では、本書『100分de名著 トルストイ『戦争と平和』』に戻りましょう。

『100分de名著』ということで全4回のプログラムで『戦争と平和』を見ていくのですが、改めてこの大作を4回でコンパクトに紹介する川端先生には驚くしかありません。

そしてこの本の中ではイラストや人物相関図も豊富に掲載されています。特に人物相関図にはものすごく助けられました。

もしこの相関図がなければ『戦争と平和』を読むのにも挫折していたかもしれません。『戦争と平和』はとにかく登場人物が多いです。しかもロシア語の名前の呼び方はただでさえややこしいことこの上ありません。

そんな時にこの本に掲載されている相関図を見て、頭を整理しながら読書を進めることができました。本当に大助かりでした。

『戦争と平和』は難解な言葉や思想が説かれるから難しいというよりかは、人物がとにかく多かったり、場面が次々に展開していくことで頭が混乱するところに読む大変さがあると思います。逆に言えば、そうした頭の混乱さえクリアしてしまえば、読むこと自体はそんなに難しい作品ではありません。むしろ、トルストイの見事な筆のおかげでぐいぐい引き込まれることになります。

そしてこの『100分de名著』では、人物の関係性だけではなく、時代背景もしっかりと解説してくれます。『戦争と平和』で語られる物語にはどんな背景があり、何がそこで表現されようとしているのかということまでとてもわかりやすく説かれます。

いわばこの作品の「読みどころ」をピンポイントで示してくれます。

ただ漠然と読んでも見えてこないであろう「トルストイのすごさ」をこの解説書を読むことで知ることができます。

先ほども申しましたがもしこの解説書を読んでいなかったら私も挫折していたかもしれません。

この解説書があったからこそ『戦争と平和』の面白さやすごさを体感することができました。

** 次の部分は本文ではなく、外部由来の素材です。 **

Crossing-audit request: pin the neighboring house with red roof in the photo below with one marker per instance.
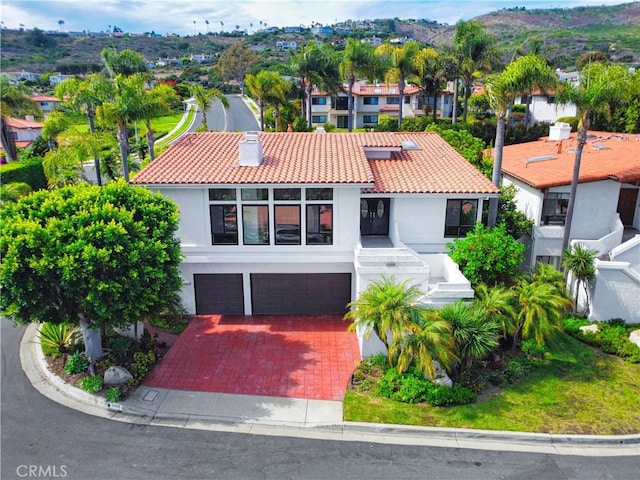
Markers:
(300, 223)
(25, 130)
(371, 101)
(607, 202)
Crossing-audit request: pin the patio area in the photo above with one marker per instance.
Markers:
(292, 356)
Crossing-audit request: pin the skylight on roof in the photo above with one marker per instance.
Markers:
(409, 145)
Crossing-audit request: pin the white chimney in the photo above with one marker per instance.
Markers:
(559, 131)
(251, 150)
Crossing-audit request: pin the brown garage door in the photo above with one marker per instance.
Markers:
(219, 294)
(300, 293)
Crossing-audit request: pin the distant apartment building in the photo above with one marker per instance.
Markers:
(375, 41)
(282, 46)
(200, 57)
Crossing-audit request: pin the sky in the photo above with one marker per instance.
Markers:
(178, 16)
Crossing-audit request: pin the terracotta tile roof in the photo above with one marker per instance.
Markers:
(435, 168)
(383, 89)
(22, 124)
(606, 155)
(320, 158)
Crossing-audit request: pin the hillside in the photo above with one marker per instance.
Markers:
(565, 33)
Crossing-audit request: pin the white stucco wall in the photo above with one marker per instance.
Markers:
(421, 221)
(615, 292)
(595, 207)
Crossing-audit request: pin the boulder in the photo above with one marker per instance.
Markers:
(117, 376)
(441, 377)
(589, 328)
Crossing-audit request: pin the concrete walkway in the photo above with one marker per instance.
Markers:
(275, 416)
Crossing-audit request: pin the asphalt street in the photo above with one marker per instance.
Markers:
(43, 439)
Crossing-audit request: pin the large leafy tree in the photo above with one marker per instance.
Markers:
(235, 62)
(14, 102)
(521, 76)
(359, 60)
(475, 51)
(268, 88)
(402, 66)
(488, 256)
(316, 67)
(93, 256)
(579, 261)
(600, 86)
(86, 95)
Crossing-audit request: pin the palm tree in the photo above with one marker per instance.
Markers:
(402, 66)
(267, 87)
(86, 95)
(579, 261)
(540, 310)
(475, 336)
(475, 50)
(203, 97)
(386, 308)
(496, 304)
(316, 66)
(55, 123)
(427, 340)
(600, 85)
(156, 102)
(522, 75)
(14, 101)
(431, 74)
(359, 60)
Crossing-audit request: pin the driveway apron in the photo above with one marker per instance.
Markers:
(292, 356)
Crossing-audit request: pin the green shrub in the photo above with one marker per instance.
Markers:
(58, 338)
(412, 387)
(572, 324)
(26, 171)
(91, 384)
(112, 394)
(488, 256)
(612, 338)
(76, 363)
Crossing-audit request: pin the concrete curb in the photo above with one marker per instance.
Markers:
(313, 420)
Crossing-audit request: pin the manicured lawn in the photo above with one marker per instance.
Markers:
(578, 390)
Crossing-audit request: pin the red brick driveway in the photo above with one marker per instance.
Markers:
(294, 356)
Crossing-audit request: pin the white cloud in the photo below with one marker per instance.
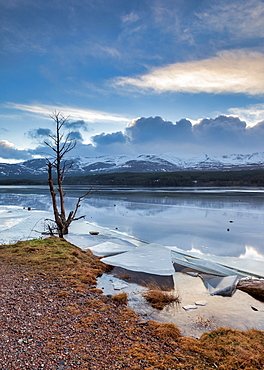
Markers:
(73, 113)
(240, 19)
(235, 71)
(252, 114)
(130, 18)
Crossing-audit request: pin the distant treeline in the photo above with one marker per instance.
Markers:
(254, 178)
(167, 179)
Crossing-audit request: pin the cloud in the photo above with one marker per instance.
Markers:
(76, 135)
(9, 151)
(220, 135)
(77, 114)
(158, 130)
(107, 139)
(130, 18)
(234, 71)
(39, 134)
(251, 114)
(76, 125)
(239, 19)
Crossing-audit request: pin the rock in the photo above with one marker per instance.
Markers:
(201, 303)
(189, 307)
(254, 287)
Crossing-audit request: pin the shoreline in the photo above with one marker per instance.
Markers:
(58, 321)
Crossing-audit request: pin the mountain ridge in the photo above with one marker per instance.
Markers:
(167, 162)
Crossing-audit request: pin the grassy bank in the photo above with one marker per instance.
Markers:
(113, 335)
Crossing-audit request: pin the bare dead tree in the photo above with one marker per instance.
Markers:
(61, 144)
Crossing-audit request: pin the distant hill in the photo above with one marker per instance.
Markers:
(36, 169)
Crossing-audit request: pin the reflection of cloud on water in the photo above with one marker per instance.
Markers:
(6, 223)
(252, 253)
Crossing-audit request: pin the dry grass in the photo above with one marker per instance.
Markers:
(56, 257)
(159, 298)
(120, 297)
(165, 330)
(152, 346)
(227, 349)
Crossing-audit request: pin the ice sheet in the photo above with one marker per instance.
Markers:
(151, 258)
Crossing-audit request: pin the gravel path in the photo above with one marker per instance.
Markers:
(47, 325)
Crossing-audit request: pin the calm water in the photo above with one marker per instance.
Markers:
(228, 222)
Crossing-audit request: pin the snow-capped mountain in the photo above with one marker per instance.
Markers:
(168, 162)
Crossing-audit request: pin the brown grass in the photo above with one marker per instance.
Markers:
(56, 257)
(151, 346)
(165, 330)
(120, 298)
(227, 349)
(159, 298)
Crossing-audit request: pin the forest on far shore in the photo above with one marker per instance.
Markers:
(252, 178)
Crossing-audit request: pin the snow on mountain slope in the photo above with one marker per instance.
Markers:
(167, 162)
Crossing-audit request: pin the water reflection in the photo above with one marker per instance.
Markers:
(214, 221)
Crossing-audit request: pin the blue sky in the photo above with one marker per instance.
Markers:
(142, 76)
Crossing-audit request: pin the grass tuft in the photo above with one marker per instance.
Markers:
(120, 298)
(165, 330)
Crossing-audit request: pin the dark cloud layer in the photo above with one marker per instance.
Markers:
(220, 135)
(8, 151)
(76, 125)
(39, 133)
(223, 134)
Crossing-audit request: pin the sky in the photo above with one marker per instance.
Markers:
(132, 77)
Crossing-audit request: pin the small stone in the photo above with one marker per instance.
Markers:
(201, 303)
(189, 307)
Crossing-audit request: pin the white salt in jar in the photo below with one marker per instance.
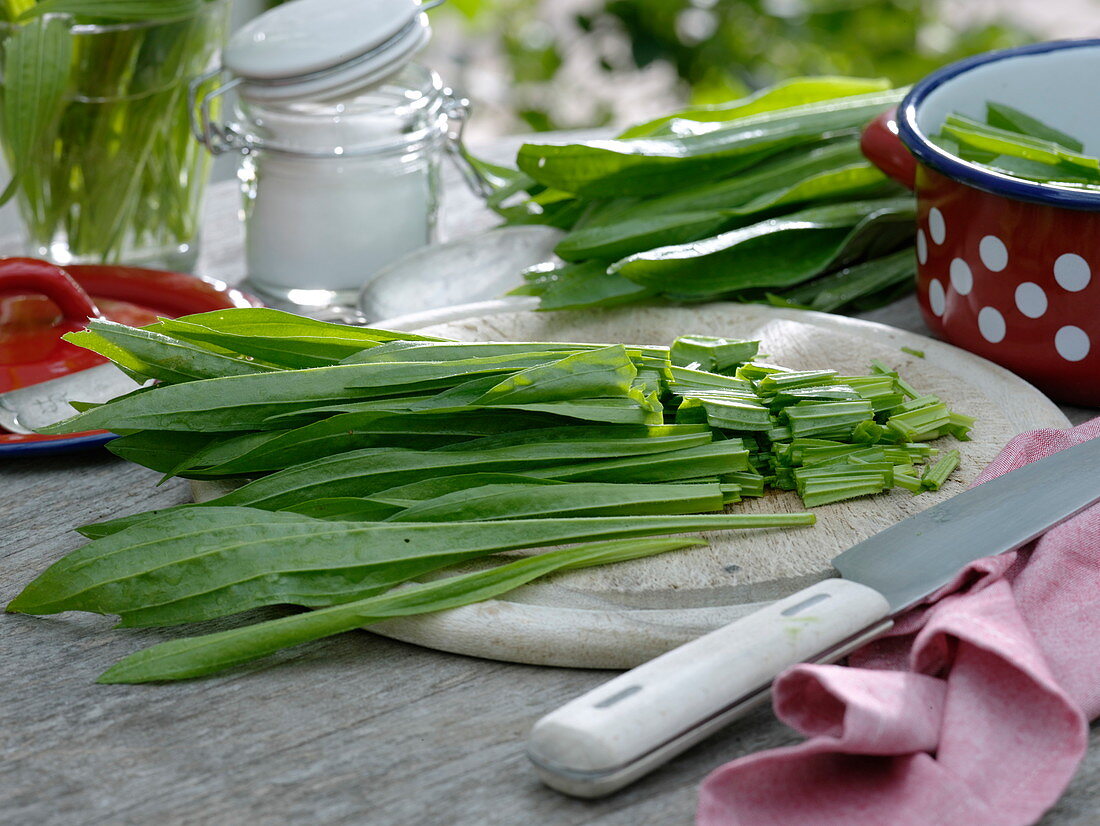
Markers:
(341, 139)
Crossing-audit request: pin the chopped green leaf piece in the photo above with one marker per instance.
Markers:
(936, 474)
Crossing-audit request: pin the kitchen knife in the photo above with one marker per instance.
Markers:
(37, 405)
(628, 726)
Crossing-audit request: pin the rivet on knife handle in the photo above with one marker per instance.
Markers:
(608, 737)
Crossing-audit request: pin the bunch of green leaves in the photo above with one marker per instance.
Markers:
(1014, 143)
(365, 460)
(765, 199)
(95, 122)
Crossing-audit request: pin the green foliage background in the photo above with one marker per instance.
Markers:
(723, 48)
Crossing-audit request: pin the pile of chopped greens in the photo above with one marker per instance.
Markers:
(1014, 143)
(369, 459)
(763, 199)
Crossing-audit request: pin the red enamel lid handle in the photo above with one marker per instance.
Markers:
(883, 147)
(31, 275)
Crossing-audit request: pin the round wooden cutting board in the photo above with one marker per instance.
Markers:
(618, 616)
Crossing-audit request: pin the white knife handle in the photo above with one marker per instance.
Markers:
(628, 726)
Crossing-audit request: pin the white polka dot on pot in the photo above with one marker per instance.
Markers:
(993, 253)
(1031, 299)
(937, 227)
(991, 325)
(961, 277)
(1073, 343)
(936, 298)
(1071, 272)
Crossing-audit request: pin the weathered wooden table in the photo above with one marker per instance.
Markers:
(356, 729)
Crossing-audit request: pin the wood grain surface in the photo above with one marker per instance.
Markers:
(356, 729)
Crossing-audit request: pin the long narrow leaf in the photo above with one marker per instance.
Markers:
(264, 555)
(200, 656)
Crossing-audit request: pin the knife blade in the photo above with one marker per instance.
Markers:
(26, 409)
(628, 726)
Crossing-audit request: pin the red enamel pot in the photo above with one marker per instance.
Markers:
(1007, 268)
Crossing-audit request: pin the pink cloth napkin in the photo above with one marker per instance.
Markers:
(972, 712)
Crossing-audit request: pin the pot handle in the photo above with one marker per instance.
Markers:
(31, 275)
(883, 147)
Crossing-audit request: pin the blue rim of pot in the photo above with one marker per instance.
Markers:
(975, 175)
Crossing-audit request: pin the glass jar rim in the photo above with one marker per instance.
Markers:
(435, 107)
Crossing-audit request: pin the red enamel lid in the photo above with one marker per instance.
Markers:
(40, 303)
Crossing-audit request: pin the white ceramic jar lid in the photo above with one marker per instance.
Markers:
(323, 48)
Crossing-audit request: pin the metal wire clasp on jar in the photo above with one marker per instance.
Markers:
(340, 154)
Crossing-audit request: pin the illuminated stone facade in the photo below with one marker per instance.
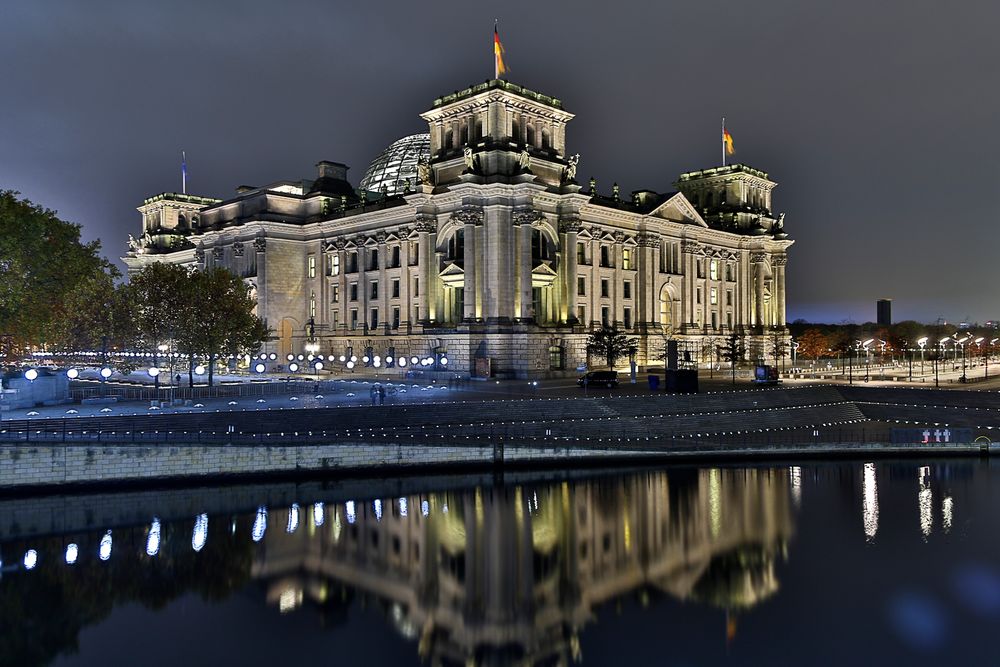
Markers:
(497, 255)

この本は『戦争と平和』を読む際の必読書と言っていいのではないでしょうか!

トルストイの『戦争と平和』は名著中の名著として名高い作品です。

ですが川端香男里先生のこの解説書も素晴らしい名著だと私は思います。この大作をここまでコンパクトかつわかりやすく解説したこの本は奇跡です!しかも単にわかりやすいだけでなく、ものすごく深い所まで連れて行ってくれます。「すごい!」としか言いようがありません。この記事の最初でも申しましたが私はこの本を読んで感動しました。もう脱帽です。

それほど素晴らしい解説書です。

ドストエフスキーと比較する上でもこの本は非常に参考になりました。

トルストイやロシア文学に関心のある方にはぜひおすすめしたいです。

以上、「川端香男里『100分de名著 トルストイ『戦争と平和』』~あの大作をコンパクトかつわかりやすく解説した奇跡の参考書!」でした。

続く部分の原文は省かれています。